Он не узнавал себя. Незряче уставился в окно, ловя ноздрями, ртом ветер. Предместья популярного южного городка были нарядными, безмятежными, словно игрушечные домики в доброй капиталистической сказке, кипарисы картинно тянулись гибкими телами в небо, к солнцу, птичий звон заглушал рельсовый грохот, торговки в ярких платьях предлагали отдыхающим домашнее вино и фрукты, наиболее бойкие продавали чачу – мутноватую одуряюще-крепкую самогонку кавказского происхождения, – жизнь эта кипела, но Пургин не видел ее. Он сунул руку в ящик, наугад достал бутылку вина – темную, без этикетки, ножом выковырнул пробку, понюхал – это был хороший южный портвейн, попахивающий сушеным хлебом, персиками, «изабеллой», солнцем, еще чем-то, налил себе стакан и залпом выпил.

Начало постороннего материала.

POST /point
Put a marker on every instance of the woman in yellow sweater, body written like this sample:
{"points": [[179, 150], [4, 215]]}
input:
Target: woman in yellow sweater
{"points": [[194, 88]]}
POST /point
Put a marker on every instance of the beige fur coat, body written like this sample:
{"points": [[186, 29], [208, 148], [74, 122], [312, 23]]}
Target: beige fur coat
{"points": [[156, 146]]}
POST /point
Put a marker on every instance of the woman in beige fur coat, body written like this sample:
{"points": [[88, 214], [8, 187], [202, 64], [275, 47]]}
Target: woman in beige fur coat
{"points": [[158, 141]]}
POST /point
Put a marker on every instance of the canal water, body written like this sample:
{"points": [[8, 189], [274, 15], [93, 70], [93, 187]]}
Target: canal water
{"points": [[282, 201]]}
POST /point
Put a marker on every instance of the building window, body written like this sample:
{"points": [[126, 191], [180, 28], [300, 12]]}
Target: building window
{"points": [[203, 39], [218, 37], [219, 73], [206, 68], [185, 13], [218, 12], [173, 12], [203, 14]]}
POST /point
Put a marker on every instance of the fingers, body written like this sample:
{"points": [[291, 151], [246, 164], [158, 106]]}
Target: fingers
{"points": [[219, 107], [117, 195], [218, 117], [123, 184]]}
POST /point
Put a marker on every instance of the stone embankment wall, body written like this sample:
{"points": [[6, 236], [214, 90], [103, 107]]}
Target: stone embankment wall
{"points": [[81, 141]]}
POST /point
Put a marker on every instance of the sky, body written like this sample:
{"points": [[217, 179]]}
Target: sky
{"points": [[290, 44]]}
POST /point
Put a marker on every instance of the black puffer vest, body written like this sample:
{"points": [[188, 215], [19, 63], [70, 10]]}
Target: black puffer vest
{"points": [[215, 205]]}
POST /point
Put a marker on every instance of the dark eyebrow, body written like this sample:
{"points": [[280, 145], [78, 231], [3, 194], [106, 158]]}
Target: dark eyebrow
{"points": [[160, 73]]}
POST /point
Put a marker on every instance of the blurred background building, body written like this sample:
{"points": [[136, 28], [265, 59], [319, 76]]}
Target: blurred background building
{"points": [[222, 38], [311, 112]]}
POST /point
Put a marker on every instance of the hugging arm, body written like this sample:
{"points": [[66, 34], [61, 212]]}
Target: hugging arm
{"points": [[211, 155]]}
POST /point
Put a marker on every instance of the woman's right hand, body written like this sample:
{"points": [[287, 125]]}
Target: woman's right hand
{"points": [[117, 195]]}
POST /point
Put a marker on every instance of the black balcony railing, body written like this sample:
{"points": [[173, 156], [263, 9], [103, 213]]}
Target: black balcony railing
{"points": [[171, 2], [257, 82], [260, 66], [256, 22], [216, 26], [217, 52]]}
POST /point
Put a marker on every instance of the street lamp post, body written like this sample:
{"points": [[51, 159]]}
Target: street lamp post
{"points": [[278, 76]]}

Вкуса вина он не почувствовал. Из головы не выходила Рита – похоже, надломленная – у нее внутри действительно полетел какой-то важный сцеп, позволяющий человеку держаться прямо, радоваться, ощущать мир полно, в цветах, дышать без натуги, и Пургин, остро ощущая вину, неприкаянность, ненужность свою – он ведь никому не нужен в этом мире – подрагивающей рукой налил себе еще стакан портвейна и проговорил едва внятно:

– Эх, Рита, Рита!

Рита в эти минуты тоже думала о Пургине, ей было жаль себя и сиротское одиночество, хуже которого ничего не бывает, хуже бывает только физическая беда, – накатило на нее, она пришла на берег, куда приходила вместе с Пургиным, выбрала место посуше и села, обхватив колени руками. Это место почти всегда было безлюдным, не все отдыхающие проникали под низкие кроны деревьев, продирались сквозь кусты, чтобы очутиться на замкнутом куске берега.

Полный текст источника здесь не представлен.